I want to control a device using a servo, as i need 180 degree rotation. Problem is the device can be far away, so i tested a trial length of 5M of telephone cable, with 4 cores.

The normal Tower Pro 9G SG90, worked, but had slight jitter when stationary. I added a 470mF capacitor at the servo end of the cable and its perfect, zero jitter !!! I Believe this is an Analogue servo.

Next i tried a Tower Pro SG-5010 Digi servo, and it does nothing except buzz a little at the end of the 5M telephone cable. However it works perfectly, connected to the Audrino board and 4AA battery pack. Aurdino i still powered by the USB cable. Absolutely nothing i did could get it to move, at the end of the cable. I also tried 6AA batteries but no joy.

Interesting tests so far, with the SG-5010:

  • If the SG-5010 is powered directly with the battery pack, (at the end of the Telephone cable), AND the signal is run through the 5M telephone cable, it works fine.

Thus at this point, i think its a power problem because the digital servo does not like the small telephone cable gauge. I will try some thicker cable perhaps.

Just wondering if anyone here has run servo's over long cables ? Seems Analogue Servos are more tolerant to long cables.

I should add, that i am learning Audrino, and have a kit to play with. I am driving the servo's using the sample code. But i dont think this a code problem. Perhaps a servo problem, as there are many robotic projects with quite long cables.

Be careful with your voltages - servos are easily damaged if seupplied with too high a voltage ( esp digital ones)
Yes a bigger diameter cable a good idea as is using a capacitor at the servo end.
There maybe better solutions such as having the battery pack powering it next to the servo

Good Morning,

Problem solved !!

Exact same setup, but i changed the 5M cable to Cat 5, from the local hobby store. (Jaycar)

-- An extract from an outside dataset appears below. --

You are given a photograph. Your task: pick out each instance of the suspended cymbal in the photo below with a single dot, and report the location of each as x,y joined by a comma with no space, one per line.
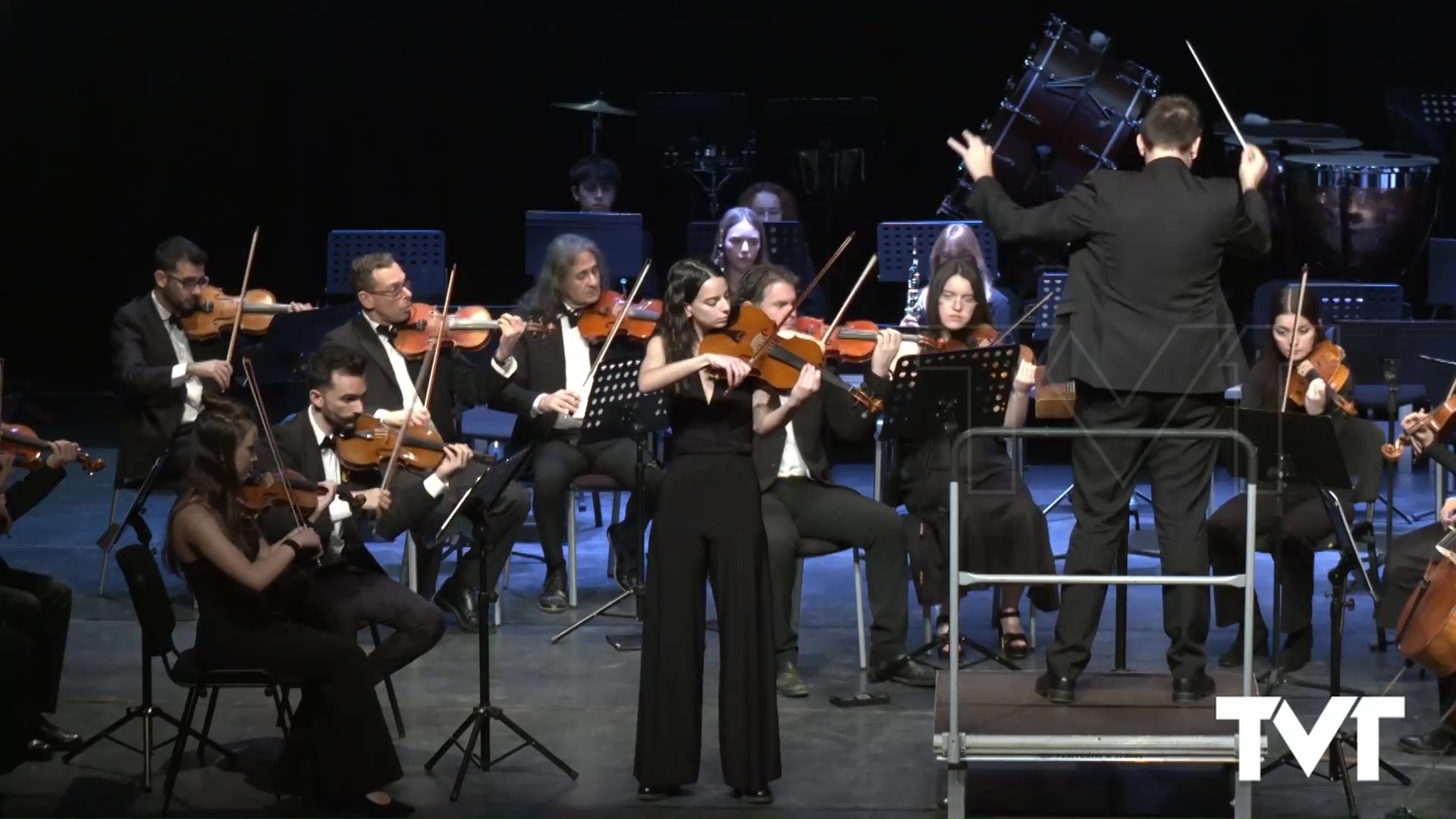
596,107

Used one of the twisted pairs each, for Signal, +Ve and -Ve. ALL remaining wires were connected to -Ve, which is also connected to the Audrion's Ground.

Servo is powered with 4x AA batteries. Arduino is powered by the USB power.

Works 100% and it totally stable without the capacitor, but i did buy a 4700uF one to add.

Will try 10M next..


You should never connect a large value capacitor directly across a logic signal, that's going to overload
the pin. A few 100pF is the maximum most logic devices are ever spec'd for.

You can add say about 220 ohms in series to limit the current and reduce signal reflection, then add a
capacitor, but 10nF is usually plenty.

And 470mF means 470000 microfarads, The symbol for micro is ยต, or u, never m or M (M is mega).